Dr. Ganapathi:  Yes, we are currently in several pilot programs with both corporate and government customers for usage of the sensor in a smart card, or "badge" platform, both for physical access, as well as corporate network security applications.   These are high value contracts, and are being deployed because of the advantages of the smart card form factor, and its compatibility with existing card reader infrastructure around various government agencies and corporate networks.  Some of these applications include airport security, building access, employee tracking, and corporate network security. 

To our knowledge, we are the only company that can provide this solution in a reliable and cost effective manner for these applications.

MEMS Investor Journal:  Your biometric sensor is based on MEMS pressure sensors.  What are some alternative technological approaches and why is the MEMS approach better? 

Dr. Ganapathi:  Traditional fingerprint sensing technology is based on capacitance measurements.  There are two inherent disadvantages to this.  First, it requires CMOS for its implementation, which results in a very high cost due to the size of the chip to acquire a fingerprint.  Second, the image is in grayscale, which is strongly affected by the condition of the finger (wet, dry, oily, sweaty, etc.), and also requires considerable processing power and memory to process the fingerprint image and store it.

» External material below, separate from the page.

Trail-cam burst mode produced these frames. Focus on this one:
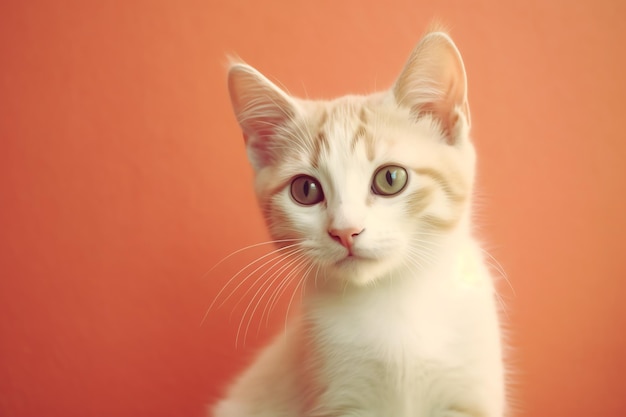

Our MEMS approach is much simpler: it uses pressure differences to distinguish between the ridge and the valley of a finger.  The resulting image is therefore much less sensitive to finger conditions, and the image is binary, which requires vastly lower processor requirements.  The second major advantage of this approach is that we can completely eliminate the need for CMOS transistors, which allows us to build the sensor on a PLASTIC substrate.  Plastic substrates can be processed in a roll to roll fashion, thus dramatically reducing the cost per square centimeter in manufacturing.  These substrates are extremely thin (<0.5mm), flexible, and reliable.

The combination of performance, thickness, flexibility and cost, and the added benefit of requiring very simple processors, allows us to integrate the entire authentication solution (image acquisition, processing, template generation and storage) into a credit card, smart card, or identity card, thus allowing full authentication within the card without changing the infrastructure requirements of the card readers.

MEMS Investor Journal:  Besides your own product, what are some of the competing products which have been commercialized and are currently implemented in real world applications? 

Dr. Ganapathi:  The silicon based capacitive fingerprint sensor is gaining considerable traction.  Our competitors are already in cell phones and PCs and laptops.  The number of fingerprint sensors shipped worldwide has risen dramatically from a few hundred thousand just a few years ago, to between five and ten million units this year. 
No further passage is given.